Step 12: Paint and Decorate

This is where my scouts took ownership of this project. I took in my two sealed boxes, dragon body, antlers, a couple sizes of canisters, the cut outs and extra poster board, paints, brushes, tape, stickers and general crafting supplies. (And lots of cleaning supplies) I gave each girl a buddy and a set of matching dragon pieces to decorate.

We sticky gemmed all over the edges of the frills, the mustache, beard, snoot stripe, painted the head, antlers, snoot and teeth. We covered the canisters with white paper and drew pupils onto the yellow lids with permanent marker. We decided to make it a girl dragon and she got eye shadow and eyelashes.

I have limited pictures for privacy issues, but I'm sure you know how to paint and put on stickers. : )

Step 13: Putting It All Together - Cutting

After letting all the pieces dry it is time to make all these parts into one dragon!

I chose to make the side of the box, the top of my dragon head so I could access the inside of the head. Cut holes in the top of the taller box (head) for the antlers to come through and in the front for the eyes (canisters). Make sure you cut the antler holes big enough for the antlers but not bigger than the flat base part. My base was a bit to large to fit in the box so I also had to cut the base down to about 1.5 around the bottom of the antler.

Cut about 1.5 inches from the edge of the shorter box (Snout) around 3 sides to create a mouth. Place the snout up against the head and punch 4 holes for zip ties to go through. (remember I have to take this apart for travel - if you don't you can glue or attach another way)

Step 14: Putting It All Together - Support

I worried that the antlers would be too heavy and over time would tear and pull away from any tape or glue. So I hot glued to hold the box to the antler base, then I taped to hold the antlers to the box top, then I wedged in a pizza box so the antlers couldn't fall down.

I put in the Canister eyes and hot glued around the edges on the inside so they couldn't sink in.

I put in 2 medium mailer boxes at the back and at the front to finish off the support.

You may notice a plastic piece just above the eyes attached to the pizza box and a hole in the bottom in some pictures. We originally intended to carry the head using a dollar store mop. Although we think the concept is sound - we found it too difficult for the girls to do and opted to just carry the head from the outside of the box.

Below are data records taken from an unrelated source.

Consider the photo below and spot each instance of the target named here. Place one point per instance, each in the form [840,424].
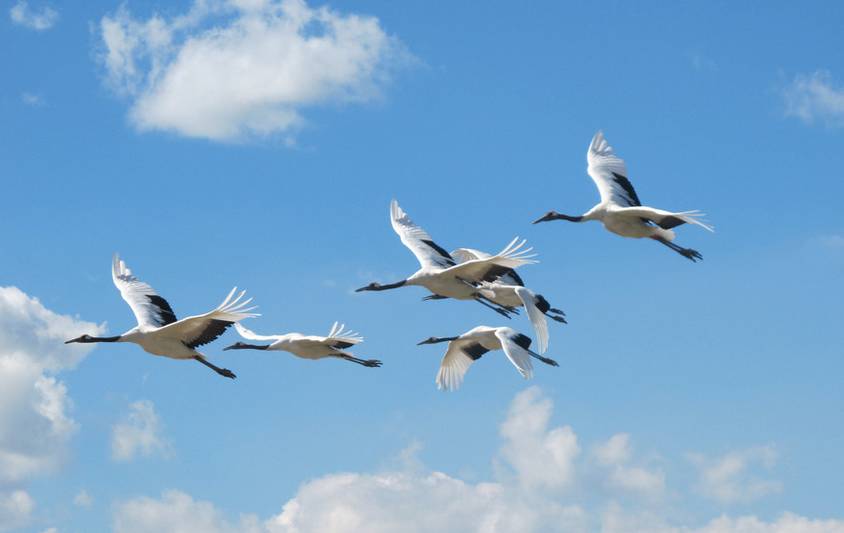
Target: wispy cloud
[731,478]
[35,423]
[230,70]
[815,98]
[139,434]
[34,19]
[412,498]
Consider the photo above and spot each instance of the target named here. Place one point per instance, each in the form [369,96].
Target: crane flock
[463,274]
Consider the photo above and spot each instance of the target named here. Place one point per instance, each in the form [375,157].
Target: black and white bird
[160,333]
[307,346]
[620,209]
[467,348]
[440,273]
[508,291]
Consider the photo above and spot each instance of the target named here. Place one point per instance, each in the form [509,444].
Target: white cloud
[230,70]
[815,98]
[15,509]
[34,19]
[83,499]
[540,458]
[411,498]
[34,421]
[728,478]
[139,434]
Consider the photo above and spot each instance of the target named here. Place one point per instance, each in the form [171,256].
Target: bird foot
[226,373]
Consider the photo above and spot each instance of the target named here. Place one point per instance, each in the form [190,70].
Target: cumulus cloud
[231,69]
[730,477]
[815,98]
[34,421]
[34,19]
[139,434]
[615,455]
[413,498]
[15,509]
[540,458]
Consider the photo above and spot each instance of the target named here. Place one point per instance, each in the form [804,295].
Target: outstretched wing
[458,358]
[507,276]
[427,252]
[537,317]
[341,338]
[195,331]
[512,256]
[609,173]
[515,346]
[666,219]
[151,310]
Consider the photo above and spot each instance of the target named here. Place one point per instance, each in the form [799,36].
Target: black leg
[225,372]
[692,255]
[371,363]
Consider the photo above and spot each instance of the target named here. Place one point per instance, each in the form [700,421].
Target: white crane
[159,332]
[307,346]
[620,209]
[467,348]
[509,292]
[440,273]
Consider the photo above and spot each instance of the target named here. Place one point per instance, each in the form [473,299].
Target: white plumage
[439,272]
[307,346]
[159,332]
[467,348]
[620,209]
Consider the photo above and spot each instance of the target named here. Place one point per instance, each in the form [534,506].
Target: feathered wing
[150,310]
[507,276]
[251,335]
[427,252]
[456,363]
[512,256]
[666,219]
[340,338]
[537,317]
[518,355]
[609,173]
[198,330]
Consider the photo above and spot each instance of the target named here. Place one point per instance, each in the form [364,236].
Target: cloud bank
[35,425]
[229,70]
[608,490]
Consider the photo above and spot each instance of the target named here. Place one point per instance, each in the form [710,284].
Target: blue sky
[722,378]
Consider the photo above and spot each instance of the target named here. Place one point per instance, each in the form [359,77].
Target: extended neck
[89,339]
[374,286]
[244,346]
[553,215]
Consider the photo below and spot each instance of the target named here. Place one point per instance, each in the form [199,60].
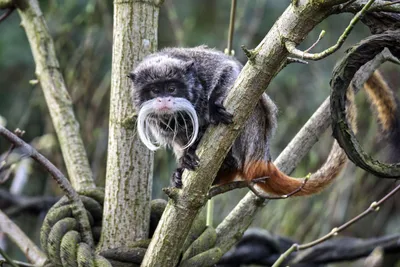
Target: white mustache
[148,111]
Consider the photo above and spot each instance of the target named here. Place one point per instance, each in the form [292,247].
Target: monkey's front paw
[189,161]
[218,114]
[176,178]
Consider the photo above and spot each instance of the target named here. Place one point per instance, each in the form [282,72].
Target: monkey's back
[211,64]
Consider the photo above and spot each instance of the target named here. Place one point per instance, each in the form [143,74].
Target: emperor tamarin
[179,92]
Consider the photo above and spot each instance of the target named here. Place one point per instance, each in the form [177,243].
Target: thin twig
[266,196]
[220,189]
[291,46]
[31,251]
[231,28]
[335,231]
[379,7]
[7,14]
[321,35]
[7,258]
[79,210]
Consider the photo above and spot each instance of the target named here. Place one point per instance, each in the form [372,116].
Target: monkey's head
[163,93]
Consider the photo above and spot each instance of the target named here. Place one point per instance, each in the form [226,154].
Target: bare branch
[31,251]
[291,46]
[6,14]
[242,215]
[79,210]
[56,94]
[6,4]
[373,207]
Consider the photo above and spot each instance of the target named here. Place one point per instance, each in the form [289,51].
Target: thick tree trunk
[266,60]
[130,163]
[56,94]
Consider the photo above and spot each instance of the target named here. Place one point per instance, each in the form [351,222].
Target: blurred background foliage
[82,32]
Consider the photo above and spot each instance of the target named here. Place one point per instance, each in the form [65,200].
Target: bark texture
[6,4]
[264,63]
[30,250]
[130,163]
[56,94]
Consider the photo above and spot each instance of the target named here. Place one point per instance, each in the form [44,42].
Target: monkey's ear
[132,76]
[189,66]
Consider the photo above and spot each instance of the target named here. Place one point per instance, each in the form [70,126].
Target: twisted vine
[343,73]
[61,240]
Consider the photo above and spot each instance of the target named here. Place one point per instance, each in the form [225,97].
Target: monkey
[179,92]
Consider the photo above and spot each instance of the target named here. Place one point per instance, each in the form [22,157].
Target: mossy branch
[6,4]
[335,231]
[56,94]
[291,46]
[270,55]
[129,163]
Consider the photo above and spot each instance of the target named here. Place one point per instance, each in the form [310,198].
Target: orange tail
[279,184]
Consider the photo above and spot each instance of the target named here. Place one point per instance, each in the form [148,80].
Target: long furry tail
[386,106]
[279,184]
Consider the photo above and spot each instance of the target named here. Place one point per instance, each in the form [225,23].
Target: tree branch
[373,207]
[291,46]
[56,94]
[6,4]
[267,59]
[79,210]
[129,162]
[31,251]
[234,225]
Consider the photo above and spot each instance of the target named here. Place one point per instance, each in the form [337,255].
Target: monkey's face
[165,114]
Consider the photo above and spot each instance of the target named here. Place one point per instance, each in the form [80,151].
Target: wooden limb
[6,4]
[220,189]
[266,196]
[358,56]
[291,46]
[6,14]
[335,231]
[56,94]
[31,251]
[79,210]
[129,162]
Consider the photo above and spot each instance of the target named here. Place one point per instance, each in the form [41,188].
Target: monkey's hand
[218,114]
[176,178]
[189,160]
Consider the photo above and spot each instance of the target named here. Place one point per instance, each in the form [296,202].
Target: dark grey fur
[208,76]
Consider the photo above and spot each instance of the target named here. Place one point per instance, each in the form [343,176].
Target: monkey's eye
[155,90]
[171,89]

We zip tied the snoot to the head and those zip ties were covered by the tongue.

We did find that after a few rounds of use at the event the jaw ripped - we forgot to put on the lower jaw support recommended in the boxyourself video - definitely add some support to keep the mouth from falling completely flat open. We had do some tape work to close it up so we could see when carrying it around at the event.

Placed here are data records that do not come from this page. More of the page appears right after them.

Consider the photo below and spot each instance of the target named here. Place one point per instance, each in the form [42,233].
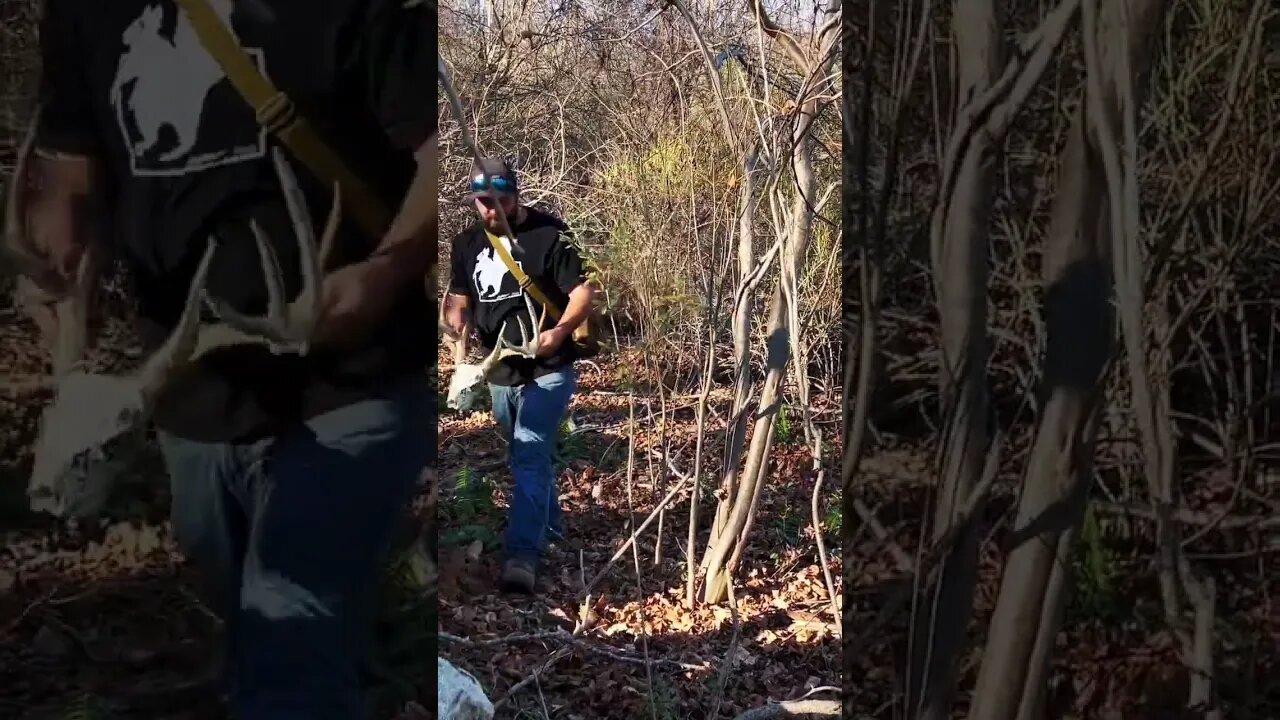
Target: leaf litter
[641,652]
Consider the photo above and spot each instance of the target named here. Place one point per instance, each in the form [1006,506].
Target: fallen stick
[792,709]
[635,533]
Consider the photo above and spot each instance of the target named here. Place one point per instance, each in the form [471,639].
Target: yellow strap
[526,283]
[275,112]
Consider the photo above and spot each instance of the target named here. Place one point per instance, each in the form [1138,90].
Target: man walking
[530,395]
[288,473]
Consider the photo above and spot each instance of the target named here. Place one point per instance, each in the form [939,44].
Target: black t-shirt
[129,82]
[545,255]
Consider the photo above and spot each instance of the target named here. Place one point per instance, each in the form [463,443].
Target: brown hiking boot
[517,575]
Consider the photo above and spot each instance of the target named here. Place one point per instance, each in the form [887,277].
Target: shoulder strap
[526,283]
[275,112]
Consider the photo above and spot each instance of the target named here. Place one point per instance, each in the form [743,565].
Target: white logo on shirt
[160,94]
[492,273]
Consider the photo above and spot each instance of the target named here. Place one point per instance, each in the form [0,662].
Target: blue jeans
[530,417]
[292,531]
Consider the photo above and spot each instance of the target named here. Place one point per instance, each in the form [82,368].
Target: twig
[565,636]
[792,709]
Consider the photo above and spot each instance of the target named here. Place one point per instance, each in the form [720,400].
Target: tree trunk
[959,238]
[1079,327]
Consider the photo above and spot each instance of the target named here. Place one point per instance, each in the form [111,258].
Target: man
[530,396]
[288,473]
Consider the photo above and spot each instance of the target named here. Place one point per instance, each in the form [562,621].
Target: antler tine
[286,326]
[270,327]
[179,347]
[17,250]
[305,308]
[490,360]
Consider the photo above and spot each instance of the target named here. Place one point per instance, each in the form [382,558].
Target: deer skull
[96,424]
[467,379]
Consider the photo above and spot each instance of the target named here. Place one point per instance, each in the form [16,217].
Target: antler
[58,308]
[528,346]
[458,341]
[284,328]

Step 15: Putting It All Together - Details

We used glue dots to attach the tongue (plain rectangle of poster board to cover the inside of the mouth), the teeth and the eye lashes.

Again we needed to be able to travel with the dragon so we couldn't have the poster board getting crushed and wrinkled so we attached the rest of the accessories with sticky back hook and loop tape. This way we could remove them and keep them safe to and from meetings and the event. The frills on the side of the head held the open side of the box closed - so if we had used the pole we could have accessed the inside of the box to screw it into the mop head.

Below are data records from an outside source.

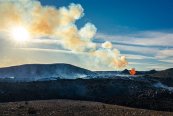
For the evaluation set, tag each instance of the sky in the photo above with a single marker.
(93, 34)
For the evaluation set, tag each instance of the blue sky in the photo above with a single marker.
(114, 16)
(142, 30)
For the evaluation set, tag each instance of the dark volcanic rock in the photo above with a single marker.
(128, 92)
(164, 74)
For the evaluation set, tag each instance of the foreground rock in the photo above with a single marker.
(72, 108)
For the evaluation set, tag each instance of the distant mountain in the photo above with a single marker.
(168, 73)
(139, 72)
(34, 72)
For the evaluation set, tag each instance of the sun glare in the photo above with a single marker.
(19, 34)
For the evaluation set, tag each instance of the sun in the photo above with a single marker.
(19, 34)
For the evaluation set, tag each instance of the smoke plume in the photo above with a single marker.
(50, 21)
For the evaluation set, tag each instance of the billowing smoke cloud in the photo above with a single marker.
(107, 44)
(55, 22)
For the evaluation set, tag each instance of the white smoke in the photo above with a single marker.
(60, 23)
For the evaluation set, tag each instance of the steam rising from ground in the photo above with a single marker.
(59, 23)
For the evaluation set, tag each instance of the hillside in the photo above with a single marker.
(164, 74)
(33, 72)
(72, 108)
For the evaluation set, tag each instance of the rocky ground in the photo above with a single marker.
(72, 108)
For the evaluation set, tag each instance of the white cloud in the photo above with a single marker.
(148, 38)
(164, 54)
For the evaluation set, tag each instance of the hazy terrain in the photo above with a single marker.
(151, 90)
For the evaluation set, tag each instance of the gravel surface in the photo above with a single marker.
(72, 108)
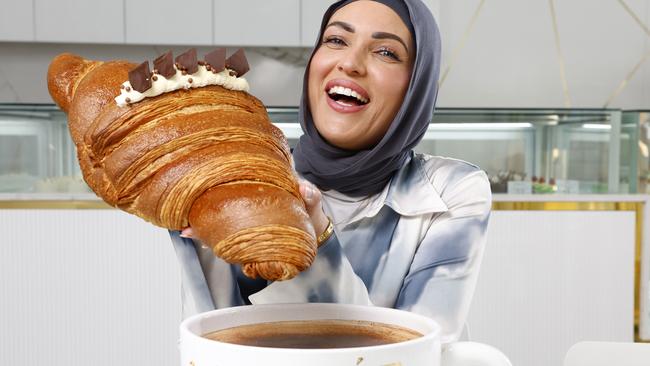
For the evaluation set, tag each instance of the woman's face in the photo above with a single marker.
(359, 75)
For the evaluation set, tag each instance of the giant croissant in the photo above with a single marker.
(205, 157)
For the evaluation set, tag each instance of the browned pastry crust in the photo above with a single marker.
(206, 157)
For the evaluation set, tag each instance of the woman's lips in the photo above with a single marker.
(343, 106)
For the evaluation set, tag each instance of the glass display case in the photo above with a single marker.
(522, 150)
(635, 139)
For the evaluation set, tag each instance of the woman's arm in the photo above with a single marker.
(441, 279)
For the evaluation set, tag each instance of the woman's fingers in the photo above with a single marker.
(311, 196)
(187, 233)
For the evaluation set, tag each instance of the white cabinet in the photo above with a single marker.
(257, 23)
(312, 14)
(17, 23)
(169, 22)
(79, 21)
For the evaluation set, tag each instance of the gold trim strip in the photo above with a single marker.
(54, 205)
(637, 207)
(565, 206)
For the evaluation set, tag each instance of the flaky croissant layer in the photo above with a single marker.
(207, 158)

To attach the body I punched small holes in the top at the back and side corners and and in the center back of the head. I added small grommets into the sheet matching them to the placement of the holes in my boxes. Note the holes are on each side of the corner so I can zip tie over the corner so that it wont rip through. I used a bent paper clip to help fish the zip tie through the 2nd hole

To carry the body we opened hula hoops from the dollar tree and threaded them through the loops we sewed on earlier. Note: We did have some slippage issues during the event when we had girls of significant height differences but most of the time a small tug would take care of the matter.